Anyone else beginning to fear the robot apocalypse? Are robots more relevant than humans?
In this case, as one of my favorite social media strategists, Kristy Bolsinger, pointed out, this just means that followers are enjoying the luxury of the filter. In short,
It's the curation that matters.
Paper.li takes the most popular links from the folks I have deemed my favorite social media experts and aggregates them. What's actually happening is that my followers are telling me, loud and clear, that they value curated and aggregated content.
Each link by itself might be relevant, but what's most relevant is the algorithm that organizes the links from the preferred friends list and presents them in a curated, hierarchical and consistent format. As Micheal Foley said, "It's a consistently branded, well-known experience. I know what I'm getting every time I see that tweet in my stream."
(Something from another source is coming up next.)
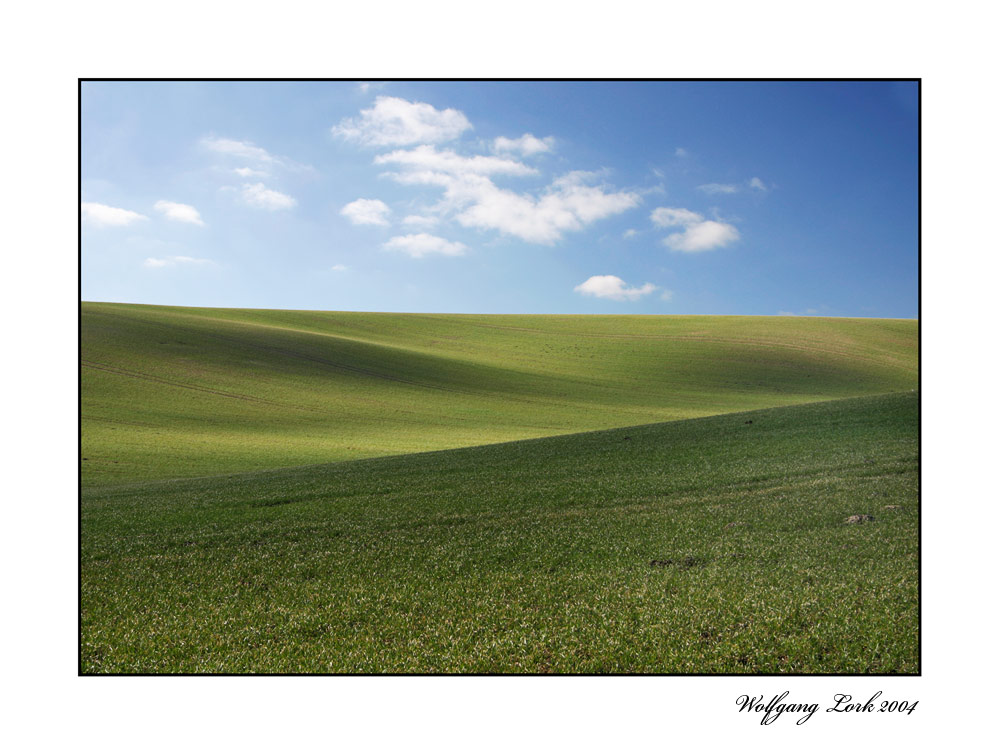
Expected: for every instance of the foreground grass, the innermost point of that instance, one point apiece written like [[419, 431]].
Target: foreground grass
[[176, 391], [708, 545]]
And it's worth mentioning that this is the least self-promotional Tweet type of all: the content is aggregated from my valued friends, not from any of my own content. There is no Heidi here, just what Heidi's friends have posted and clicked on.
I'm not going to stop reTweeting or positing original content any time soon, but this information does reinforce one very strong concept of the social web: in the age of information overload and filter failure, the highest value is placed on targeted, curated content.
Score one for the robots.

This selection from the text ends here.